The trail then descends steeply for over 500 vertical metres. It was then I was glad to have a walking pole. This saved my knees, and shouldered some of the weight from my pack.
The worst part about descending around 500m is you then have to go back up the same 500m on the other side of the river. This was tough going and I was very relieved to reach Tengboche for some apple pie.
Our room in Tengboche had a view of Everest but only cost us 200NPR (about £1.25!)
Tengboche (3870m) – Pangboche (3985m)
After visiting Tengboche monastery first thing, we tucked into some breakfast and headed onwards to Pangboche. Most groups bypass Pangboche and go straight to Dingboche. However we were cautious about altitude and had extra days to acclimatise. If you’re making your own schedule I would recommend the extra night in Pangboche. Plus it meant another night in a room with an Everest view.
Pangboche (3985m) – Dingboche (4410m)
During the ascent to Dingboche we were treated to some excellent views of Ama Dablam as we followed the river.
We made fairly steady progress until around 30 minutes outside of Dingboche. This ascent is well known for triggering altitude symptoms and my boyfriend fell victim to his first headache. We took it slow and made sure we rested once in Dingboche.
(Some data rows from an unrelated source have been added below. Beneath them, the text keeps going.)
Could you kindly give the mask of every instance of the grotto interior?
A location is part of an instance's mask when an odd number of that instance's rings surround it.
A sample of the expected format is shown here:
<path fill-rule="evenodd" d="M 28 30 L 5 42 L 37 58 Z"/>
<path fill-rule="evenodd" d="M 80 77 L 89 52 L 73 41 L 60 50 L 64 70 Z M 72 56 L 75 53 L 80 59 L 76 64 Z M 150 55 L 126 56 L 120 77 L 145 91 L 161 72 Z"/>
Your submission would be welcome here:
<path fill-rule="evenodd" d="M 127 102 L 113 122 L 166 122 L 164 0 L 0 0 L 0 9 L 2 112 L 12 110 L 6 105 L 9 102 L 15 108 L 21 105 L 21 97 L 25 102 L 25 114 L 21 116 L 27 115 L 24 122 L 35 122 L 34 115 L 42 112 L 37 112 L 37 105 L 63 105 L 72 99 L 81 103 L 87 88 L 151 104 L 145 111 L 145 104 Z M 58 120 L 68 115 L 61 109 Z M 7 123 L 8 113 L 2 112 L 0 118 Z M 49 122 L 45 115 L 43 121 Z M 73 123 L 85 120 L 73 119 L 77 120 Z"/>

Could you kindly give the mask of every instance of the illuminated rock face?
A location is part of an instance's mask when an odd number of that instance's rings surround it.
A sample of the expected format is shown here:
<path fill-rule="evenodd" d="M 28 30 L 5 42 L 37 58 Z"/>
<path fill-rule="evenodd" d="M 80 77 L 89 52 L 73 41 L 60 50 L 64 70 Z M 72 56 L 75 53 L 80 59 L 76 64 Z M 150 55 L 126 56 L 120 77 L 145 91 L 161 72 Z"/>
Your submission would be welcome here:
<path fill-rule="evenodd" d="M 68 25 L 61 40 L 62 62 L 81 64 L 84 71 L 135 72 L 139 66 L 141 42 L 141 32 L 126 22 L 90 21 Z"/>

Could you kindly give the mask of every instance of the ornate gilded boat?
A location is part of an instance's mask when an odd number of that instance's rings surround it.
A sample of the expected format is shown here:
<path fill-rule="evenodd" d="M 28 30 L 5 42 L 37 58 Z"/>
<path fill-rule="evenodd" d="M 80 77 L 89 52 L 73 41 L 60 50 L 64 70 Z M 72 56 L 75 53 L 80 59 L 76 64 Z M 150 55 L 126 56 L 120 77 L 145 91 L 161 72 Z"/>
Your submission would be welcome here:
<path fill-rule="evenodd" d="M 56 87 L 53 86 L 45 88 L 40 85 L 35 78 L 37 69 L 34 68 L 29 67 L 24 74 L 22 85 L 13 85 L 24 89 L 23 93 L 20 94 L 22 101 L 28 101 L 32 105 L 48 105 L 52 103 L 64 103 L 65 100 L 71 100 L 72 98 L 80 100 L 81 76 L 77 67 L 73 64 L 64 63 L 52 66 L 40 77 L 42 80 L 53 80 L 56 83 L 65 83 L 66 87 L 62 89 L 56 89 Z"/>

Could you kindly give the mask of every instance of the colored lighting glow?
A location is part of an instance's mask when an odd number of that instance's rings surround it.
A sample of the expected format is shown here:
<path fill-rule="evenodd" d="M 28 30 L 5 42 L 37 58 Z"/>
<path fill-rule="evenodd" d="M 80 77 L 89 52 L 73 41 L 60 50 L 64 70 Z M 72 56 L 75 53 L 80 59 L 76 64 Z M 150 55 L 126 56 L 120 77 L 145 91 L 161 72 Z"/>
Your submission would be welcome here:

Our tea house in Dingboche was by far our favourite on the whole trek. It was called Moonlight Lodge and the owner is quite possibly the friendliest man I have ever met. Plus both he and his son have summited Everest!
Dingboche (Acclimatisation day)
We walked up some nearby hills for extra acclimatisation and were rewarded with some truly wonderful views. After our return to Dingboche we treated ourselves to Hobnobs and a pot of tea. Living up to some serious British stereotypes!